A simple heuristic for blindfolded record linkage.

OBJECTIVES

To address the challenge of balancing privacy with the need to create cross-site research registry records on individual patients, while matching the data for a given patient as he or she moves between participating sites. To evaluate the strategy of generating anonymous identifiers based on real identifiers in such a way that the chances of a shared patient being accurately identified were maximized, and the chances of incorrectly joining two records belonging to different people were minimized.

METHODS

Our hypothesis was that most variation in names occurs after the first two letters, and that date of birth is highly reliable, so a single match variable consisting of a hashed string built from the first two letters of the patient's first and last names plus their date of birth would have the desired characteristics.
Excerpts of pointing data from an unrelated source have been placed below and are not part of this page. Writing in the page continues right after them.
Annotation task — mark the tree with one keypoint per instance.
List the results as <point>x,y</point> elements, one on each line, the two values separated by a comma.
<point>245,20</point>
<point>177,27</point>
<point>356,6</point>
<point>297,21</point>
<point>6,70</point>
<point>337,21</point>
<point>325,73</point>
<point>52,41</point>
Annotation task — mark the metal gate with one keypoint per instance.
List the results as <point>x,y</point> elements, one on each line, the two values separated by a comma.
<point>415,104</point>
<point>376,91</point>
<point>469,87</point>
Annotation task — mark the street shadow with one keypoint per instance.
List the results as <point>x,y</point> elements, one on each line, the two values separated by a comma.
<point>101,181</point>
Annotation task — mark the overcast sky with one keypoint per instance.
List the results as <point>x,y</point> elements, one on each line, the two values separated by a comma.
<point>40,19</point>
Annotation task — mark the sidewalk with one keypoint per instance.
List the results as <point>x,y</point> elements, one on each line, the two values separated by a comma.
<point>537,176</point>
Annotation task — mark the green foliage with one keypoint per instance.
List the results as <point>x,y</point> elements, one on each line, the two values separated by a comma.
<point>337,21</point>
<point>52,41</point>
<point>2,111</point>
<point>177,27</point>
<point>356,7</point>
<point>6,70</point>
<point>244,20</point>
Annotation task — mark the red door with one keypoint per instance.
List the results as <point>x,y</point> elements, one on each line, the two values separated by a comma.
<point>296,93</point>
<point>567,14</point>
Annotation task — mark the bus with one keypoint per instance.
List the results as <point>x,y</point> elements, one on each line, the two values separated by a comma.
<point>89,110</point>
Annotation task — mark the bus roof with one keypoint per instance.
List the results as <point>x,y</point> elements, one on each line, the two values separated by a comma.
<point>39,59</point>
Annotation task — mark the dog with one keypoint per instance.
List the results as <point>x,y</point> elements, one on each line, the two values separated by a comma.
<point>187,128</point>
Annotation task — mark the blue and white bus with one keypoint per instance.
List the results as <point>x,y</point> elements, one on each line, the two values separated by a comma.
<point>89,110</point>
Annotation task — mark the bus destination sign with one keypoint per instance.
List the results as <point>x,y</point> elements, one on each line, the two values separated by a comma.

We compared and contrasted the match algorithm characteristics (rate of false positive v. rate of false negative) for our chosen variable against both Social Security Numbers and full names.

RESULTS

In a data set of 19 000 records, a derived match variable consisting of a 2-character prefix from both first and last names combined with date of birth has a 97% sensitivity; by contrast, an anonymized identifier based on the patient's full names and date of birth has a sensitivity of only 87% and SSN has sensitivity 86%.

CONCLUSION

The approach we describe is most useful in situations where privacy policies preclude the full exchange of the identifiers required by more sophisticated and sensitive linkage algorithms. For data sets of sufficiently high quality this effective approach, while producing a lower rate of matching than more complex algorithms, has the merit of being easy to explain to institutional review boards, adheres to the minimum necessary rule of the HIPAA privacy rule, and is faster and less cumbersome to implement than a full probabilistic linkage.